Pour combattre cette inégalité, il ne faut surtout pas compter, poursuit l’auteur, sur le credo « rabâché » par les classes au pouvoir, selon lequel « la solution à la crise sociale est la croissance de la production ». Ici encore chiffres à l’appui, il s’attache à mettre en pièces l’idée que « la croissance permettrait d’élever le niveau général de richesse, et donc d’améliorer le sort des pauvres sans - mais cela n’est jamais précisé - qu’il soit besoin de modifier la distribution de la richesse ».
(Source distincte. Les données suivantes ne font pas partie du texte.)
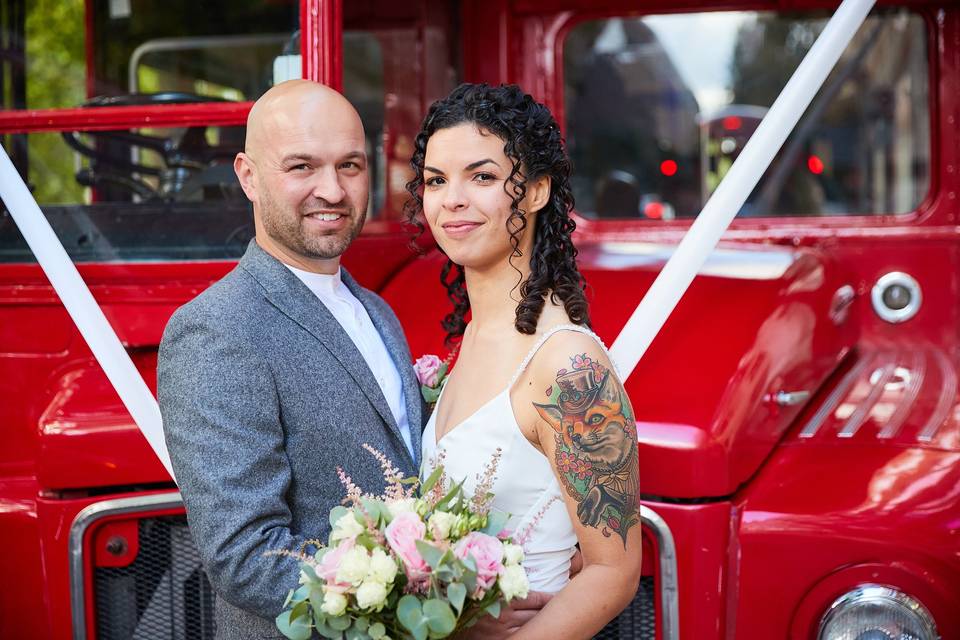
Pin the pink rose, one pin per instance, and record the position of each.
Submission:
(330, 564)
(402, 535)
(427, 368)
(486, 551)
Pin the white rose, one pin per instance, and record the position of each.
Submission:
(397, 507)
(512, 554)
(354, 566)
(346, 527)
(513, 582)
(439, 524)
(371, 594)
(383, 568)
(334, 604)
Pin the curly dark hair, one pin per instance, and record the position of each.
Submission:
(532, 141)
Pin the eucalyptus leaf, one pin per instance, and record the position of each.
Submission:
(336, 513)
(340, 623)
(293, 628)
(457, 593)
(430, 395)
(421, 631)
(439, 617)
(430, 553)
(429, 483)
(409, 613)
(356, 634)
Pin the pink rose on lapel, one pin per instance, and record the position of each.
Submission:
(428, 369)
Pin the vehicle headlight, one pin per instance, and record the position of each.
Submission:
(873, 612)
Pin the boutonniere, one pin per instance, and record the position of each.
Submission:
(432, 373)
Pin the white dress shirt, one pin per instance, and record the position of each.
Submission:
(352, 316)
La croissance matérielle - l’augmentation continue des biens produits par prélèvement et dégradation des ressources biosphériques - n’a pas empêché les fossés des inégalités, et en particulier « l’immense écart qui existe entre pays riches et pays pauvres », de se creuser inexorablement (5).
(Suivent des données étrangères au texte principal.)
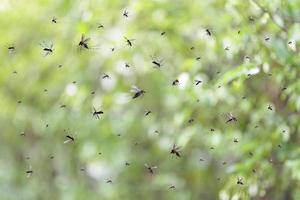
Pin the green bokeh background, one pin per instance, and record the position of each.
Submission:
(268, 139)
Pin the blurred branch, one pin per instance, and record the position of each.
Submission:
(270, 14)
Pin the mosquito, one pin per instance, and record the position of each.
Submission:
(208, 32)
(137, 91)
(97, 113)
(175, 150)
(157, 63)
(125, 13)
(270, 107)
(235, 140)
(172, 187)
(127, 65)
(109, 181)
(176, 82)
(148, 112)
(100, 26)
(54, 20)
(129, 41)
(29, 172)
(104, 76)
(231, 118)
(11, 47)
(69, 139)
(150, 168)
(198, 82)
(47, 49)
(240, 181)
(83, 42)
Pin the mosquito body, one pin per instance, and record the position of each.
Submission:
(105, 76)
(175, 82)
(47, 49)
(83, 44)
(125, 13)
(175, 150)
(198, 82)
(137, 92)
(240, 181)
(97, 113)
(150, 168)
(129, 41)
(54, 20)
(231, 118)
(69, 139)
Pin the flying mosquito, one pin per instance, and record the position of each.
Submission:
(148, 112)
(47, 49)
(29, 172)
(129, 41)
(137, 91)
(230, 118)
(104, 76)
(175, 150)
(150, 168)
(54, 20)
(100, 26)
(175, 82)
(11, 47)
(97, 113)
(125, 13)
(208, 32)
(198, 82)
(157, 63)
(172, 187)
(270, 107)
(83, 44)
(109, 181)
(235, 140)
(240, 181)
(69, 139)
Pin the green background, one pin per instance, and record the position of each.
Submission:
(266, 155)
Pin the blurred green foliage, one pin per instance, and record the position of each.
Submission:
(249, 63)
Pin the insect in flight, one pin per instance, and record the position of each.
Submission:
(125, 13)
(150, 168)
(157, 63)
(137, 91)
(175, 150)
(172, 187)
(175, 82)
(270, 107)
(69, 139)
(129, 41)
(54, 20)
(104, 76)
(198, 82)
(83, 44)
(97, 113)
(100, 26)
(148, 112)
(47, 49)
(230, 118)
(29, 172)
(208, 32)
(240, 181)
(127, 65)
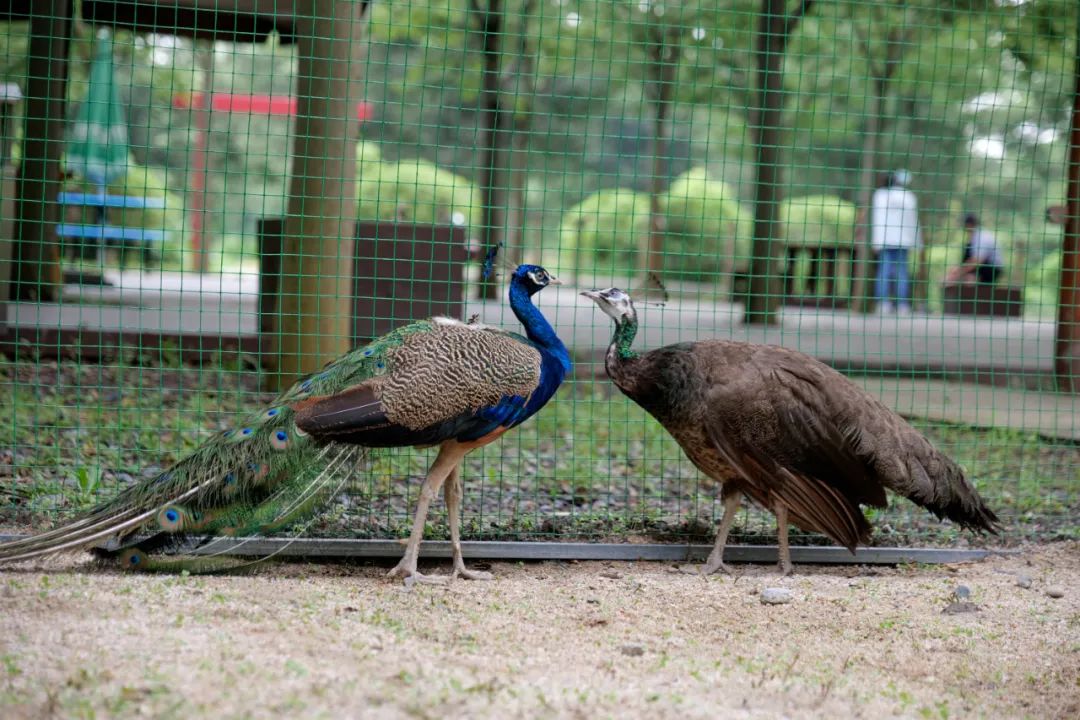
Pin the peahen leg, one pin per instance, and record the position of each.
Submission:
(715, 560)
(453, 494)
(784, 551)
(449, 457)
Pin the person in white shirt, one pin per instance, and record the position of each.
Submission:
(894, 234)
(982, 260)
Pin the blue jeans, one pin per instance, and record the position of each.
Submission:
(893, 284)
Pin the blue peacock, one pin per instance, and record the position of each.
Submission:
(439, 382)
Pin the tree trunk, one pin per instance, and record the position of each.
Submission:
(314, 308)
(496, 150)
(200, 155)
(774, 28)
(664, 63)
(38, 273)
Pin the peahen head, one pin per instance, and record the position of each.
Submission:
(615, 302)
(532, 279)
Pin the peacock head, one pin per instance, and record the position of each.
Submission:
(615, 302)
(534, 277)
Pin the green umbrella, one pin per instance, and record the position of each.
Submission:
(97, 141)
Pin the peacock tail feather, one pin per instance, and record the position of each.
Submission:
(423, 383)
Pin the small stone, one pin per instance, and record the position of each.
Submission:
(775, 596)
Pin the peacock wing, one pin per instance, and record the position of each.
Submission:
(451, 381)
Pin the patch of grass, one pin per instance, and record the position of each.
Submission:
(591, 465)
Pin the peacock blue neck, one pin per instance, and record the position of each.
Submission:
(625, 330)
(537, 327)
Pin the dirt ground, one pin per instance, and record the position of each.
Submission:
(550, 639)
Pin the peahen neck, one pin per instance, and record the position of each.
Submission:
(625, 330)
(537, 327)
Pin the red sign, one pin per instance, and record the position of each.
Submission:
(271, 105)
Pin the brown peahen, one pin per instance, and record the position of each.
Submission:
(786, 431)
(439, 382)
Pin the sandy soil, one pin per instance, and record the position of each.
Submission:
(548, 639)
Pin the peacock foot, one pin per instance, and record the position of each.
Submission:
(461, 571)
(406, 568)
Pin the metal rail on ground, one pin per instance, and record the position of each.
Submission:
(569, 551)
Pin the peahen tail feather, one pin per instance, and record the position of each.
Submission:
(297, 499)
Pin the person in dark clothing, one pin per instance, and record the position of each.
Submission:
(982, 259)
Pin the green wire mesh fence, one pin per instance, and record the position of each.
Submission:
(187, 185)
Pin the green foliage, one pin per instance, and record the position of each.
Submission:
(707, 232)
(814, 220)
(603, 232)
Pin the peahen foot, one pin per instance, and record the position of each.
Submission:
(709, 568)
(406, 568)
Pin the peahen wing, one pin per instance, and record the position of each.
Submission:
(448, 381)
(781, 439)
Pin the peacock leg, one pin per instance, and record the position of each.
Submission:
(715, 560)
(453, 494)
(784, 551)
(449, 456)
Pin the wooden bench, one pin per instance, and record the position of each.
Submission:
(983, 299)
(103, 233)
Alors comment faire ? « Il n’est pas question de diminuer la consommation matérielle des plus pauvres, c’est-à-dire de la majorité des habitants des pays du Sud, et d’une partie des habitants des pays riches. Au contraire, il faut l’augmenter, par souci de justice ». Il faut que la consommation matérielle, les dépenses d’énergie, les déplacements automobiles et aériens soient réduits, de la part non seulement des « hyper-riches » et de l’oligarchie, mais aussi de la part de « la classe moyenne mondiale », quelque 500 millions de personnes parmi le milliard d’habitants de l’Amérique du Nord, de l’Europe et du Japon, ces 20 % de la population mondiale qui consomment environ 80 % de la richesse mondiale. Mais pour que la classe moyenne mondiale modère sa consommation, il faut trouver les moyens d’abaisser le niveau de la couche dominante des riches.
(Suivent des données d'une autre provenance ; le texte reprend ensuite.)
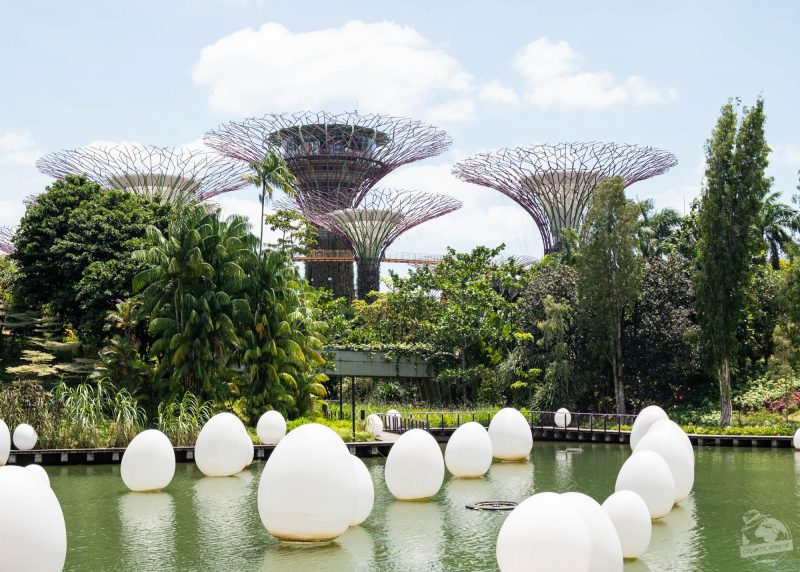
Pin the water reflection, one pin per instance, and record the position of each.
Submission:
(512, 481)
(414, 536)
(148, 529)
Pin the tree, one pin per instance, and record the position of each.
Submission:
(728, 237)
(271, 173)
(74, 248)
(609, 274)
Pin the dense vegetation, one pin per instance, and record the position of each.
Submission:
(120, 311)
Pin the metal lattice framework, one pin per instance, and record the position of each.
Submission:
(553, 183)
(6, 246)
(175, 174)
(337, 158)
(381, 217)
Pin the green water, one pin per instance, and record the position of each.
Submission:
(202, 523)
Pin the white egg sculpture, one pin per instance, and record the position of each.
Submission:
(631, 518)
(563, 418)
(644, 420)
(271, 428)
(374, 425)
(33, 537)
(365, 492)
(25, 437)
(5, 443)
(647, 474)
(511, 435)
(148, 463)
(38, 473)
(673, 450)
(469, 451)
(414, 468)
(544, 532)
(223, 446)
(606, 554)
(308, 490)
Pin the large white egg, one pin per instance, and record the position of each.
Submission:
(38, 473)
(644, 420)
(647, 474)
(25, 437)
(511, 435)
(544, 532)
(271, 428)
(374, 425)
(415, 467)
(5, 443)
(33, 537)
(631, 518)
(469, 451)
(672, 448)
(563, 418)
(365, 492)
(223, 446)
(148, 463)
(606, 553)
(308, 490)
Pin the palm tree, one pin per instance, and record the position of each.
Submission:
(777, 221)
(271, 173)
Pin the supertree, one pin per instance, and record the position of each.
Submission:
(377, 221)
(6, 246)
(553, 183)
(175, 174)
(336, 158)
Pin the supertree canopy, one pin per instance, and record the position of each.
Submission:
(176, 174)
(381, 217)
(336, 158)
(6, 246)
(553, 183)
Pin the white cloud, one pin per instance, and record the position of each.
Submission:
(382, 66)
(496, 92)
(18, 149)
(554, 79)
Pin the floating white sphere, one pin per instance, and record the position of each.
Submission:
(563, 418)
(38, 473)
(308, 490)
(148, 463)
(469, 451)
(606, 555)
(644, 420)
(25, 437)
(374, 425)
(415, 467)
(365, 492)
(631, 518)
(544, 532)
(223, 446)
(33, 537)
(647, 474)
(672, 448)
(5, 443)
(271, 428)
(511, 435)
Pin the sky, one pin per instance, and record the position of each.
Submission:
(492, 74)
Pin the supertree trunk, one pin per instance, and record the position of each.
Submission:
(337, 276)
(369, 278)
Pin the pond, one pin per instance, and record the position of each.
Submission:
(202, 523)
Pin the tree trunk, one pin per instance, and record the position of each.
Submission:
(725, 406)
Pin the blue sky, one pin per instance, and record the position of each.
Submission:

Crise écologique et crise sociale

Tout au long de son livre, Hervé Kempf veut nous faire comprendre que « crise écologique et crise sociale - les inégalités - sont les deux facettes d’un même désastre ». Il nous faut donc relier les deux bouts de la chaîne. Apprendre individuellement et en groupe à mieux respecter notre environnement, changer nos comportements quotidiens, éduquer nous-mêmes et nos enfants à la frugalité et à la modération, oui. Se responsabiliser en tant que citoyens du monde (comme le dit Yves Paccalet), oui.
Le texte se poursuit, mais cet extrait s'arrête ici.